Vikas Singh manages Dan's Belltown Grocery and deals with people high fighting with staff.
"Sometimes when people are coming, they are taking drugs so they are fighting with us because the mind of these people are not working properly," Singh said.
Businesses are fed up with City Hall tolerating chaos on their doorsteps.
Wilson wants to redirect housing funds to create 4,000 emergency units for the city's record homeless population of over 16,000.
She also proposed a city-level capital gains tax after Trump cuts federal funding.
None of this addresses that addicts need consequences and treatment, not free passes.
Pierce County Sheriff Keith Swank invited Seattle police officers to transfer to his department.
That tells you everything about what cops think of Wilson's policies.
Seattle approved increased LEAD funding by dedicating 25% of a sales tax increase to addiction services.
Throwing more money at failure won't fix it.
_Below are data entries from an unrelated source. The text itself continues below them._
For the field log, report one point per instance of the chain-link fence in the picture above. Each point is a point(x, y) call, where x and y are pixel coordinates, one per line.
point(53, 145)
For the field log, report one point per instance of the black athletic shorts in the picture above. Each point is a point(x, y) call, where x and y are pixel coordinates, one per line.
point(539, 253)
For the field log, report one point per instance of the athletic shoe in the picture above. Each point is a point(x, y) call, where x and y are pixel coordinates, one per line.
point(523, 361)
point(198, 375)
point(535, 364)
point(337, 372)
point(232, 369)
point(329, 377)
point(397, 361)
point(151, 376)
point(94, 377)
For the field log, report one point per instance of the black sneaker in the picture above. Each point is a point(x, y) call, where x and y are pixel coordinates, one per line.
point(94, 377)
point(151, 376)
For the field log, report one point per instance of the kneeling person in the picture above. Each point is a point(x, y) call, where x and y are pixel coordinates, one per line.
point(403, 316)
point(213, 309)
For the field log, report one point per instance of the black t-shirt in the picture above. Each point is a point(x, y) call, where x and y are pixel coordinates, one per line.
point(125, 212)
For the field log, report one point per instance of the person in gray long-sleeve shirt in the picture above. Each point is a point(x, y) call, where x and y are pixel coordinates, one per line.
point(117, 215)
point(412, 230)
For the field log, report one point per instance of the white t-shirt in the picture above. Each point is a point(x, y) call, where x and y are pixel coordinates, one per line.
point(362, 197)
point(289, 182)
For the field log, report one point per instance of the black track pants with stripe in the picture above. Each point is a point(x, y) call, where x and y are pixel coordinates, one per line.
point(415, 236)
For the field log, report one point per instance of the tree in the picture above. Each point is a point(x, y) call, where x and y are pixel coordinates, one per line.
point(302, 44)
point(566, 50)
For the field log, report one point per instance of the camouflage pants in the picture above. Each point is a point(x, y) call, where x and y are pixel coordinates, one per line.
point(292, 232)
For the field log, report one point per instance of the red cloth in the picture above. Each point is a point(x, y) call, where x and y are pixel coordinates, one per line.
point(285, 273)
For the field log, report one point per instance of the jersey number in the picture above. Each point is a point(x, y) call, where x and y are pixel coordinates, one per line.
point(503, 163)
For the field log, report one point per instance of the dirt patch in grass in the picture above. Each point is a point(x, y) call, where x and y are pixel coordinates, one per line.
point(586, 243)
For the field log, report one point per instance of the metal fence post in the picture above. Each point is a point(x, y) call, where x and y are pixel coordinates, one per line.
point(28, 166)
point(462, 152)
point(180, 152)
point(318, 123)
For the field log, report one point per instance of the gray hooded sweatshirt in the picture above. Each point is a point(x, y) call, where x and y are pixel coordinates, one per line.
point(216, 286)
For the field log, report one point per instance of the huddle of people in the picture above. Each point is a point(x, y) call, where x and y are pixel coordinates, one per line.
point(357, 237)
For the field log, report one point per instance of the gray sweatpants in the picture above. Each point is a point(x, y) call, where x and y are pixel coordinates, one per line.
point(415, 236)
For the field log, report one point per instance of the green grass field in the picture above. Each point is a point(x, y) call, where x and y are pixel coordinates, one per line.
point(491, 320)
Wilson claims everyone deserves to be safe.
Her policies guarantee the opposite.
Seattle's about to become Portland — and voters have nobody to blame but themselves for electing a socialist with zero experience who thinks compassion means letting addicts destroy neighborhoods while City Hall hands out drug pipes.
Sources:
- Joshua Q. Nelson, "Seattle police union condemns new socialist mayor's drug enforcement approach as 'suicidal empathy'," Fox News, January 5, 2026.
- "Seattle mayor denies police guild's allegations of open drug use arrest suspension," KOMO News, January 5, 2026.
- "'I'll announce a policy change': Seattle mayor responds to backlash over apparent drug arrest stance," KIRO 7, January 5, 2026.
- "Rising crime, overdoses reflect pre-pandemic trends – not drug decriminalization – PSU study finds," OPB, August 14, 2025.
- "Overdoses killing more Oregonians as national figure drops," OPB, October 3, 2024.
- "What to know about Seattle's socialist mayor-elect, Katie Wilson," Axios Seattle, November 15, 2025.